WOODSTOCK – McHenry County leaders in human services met Thursday to urge fellow organizations to advocate for more funding heading into the May 31 budget deadline.
Leaders in housing, behavior, senior, and developmental services—among others—gathered at the Golden Eagle Community Bank in Woodstock to discuss funding issues heading into the 2013-14 fiscal year.
Judith Gethner, executive director of Illinois Partners for Human Service, led the meeting and cautioned organizations against accepting more cuts to already depleted programs.
“The government, those that fund us, would really like to pit us against each other in the funding cycle that occurs between now and May 31,” she said. “The way to make their job easier is for each of [the human service organizations] to make their own pitch about why to protect their area of service.”
Gethner said that cutting from human services is not like cutting from roads or parks. Cuts to one area will negatively affect numerous other areas of service, and ultimately impact their clients.
She cited an example of when someone's home is foreclosed on, that person would need to take advantage of supportive housing services. That person would also likely need job services and child care services. The services are interrelated and cuts impact the entire system, she said.

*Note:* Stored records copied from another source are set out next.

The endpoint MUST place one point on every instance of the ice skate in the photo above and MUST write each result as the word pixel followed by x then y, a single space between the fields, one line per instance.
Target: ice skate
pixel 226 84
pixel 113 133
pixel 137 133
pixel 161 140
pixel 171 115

“In that example is the idea that if you cut job training, I won't be able to keep my supportive housing,” she said. “It's the notion that we're a fabric. We're multiple agencies that keep people together. It's a reminder that how we budget in human services is very different than how we budget in roads, highways, parks and recreation.”
The beginning of cuts to Illinois human services began in 2009, with some services seeing drastic cuts. Mental health services have been cut 30 percent, according to Gethner.
John Buckley, executive director of Adult and Child therapy Services in Woodstock, was at Thursday's meeting and said it was important to hear from other service leaders about how to make improvements and better advocate for more funding.
“Everything is in flux,” he said. “There's no clear direction. There's no clear answers. It's an unstable system, and it's only looking like it's going to get worse.”
As the general assembly battles budget concerns and a looming pension crisis, Gethner believes further cuts to service are likely to come.
“I'm not confident at all,” she said regarding a stop to cuts. “Every indicator I get from all of the key legislators is that we are going to have cuts to our budget, which is going to translate to cuts to the program … there's not one glimmer of hope that there's not going to be cuts.”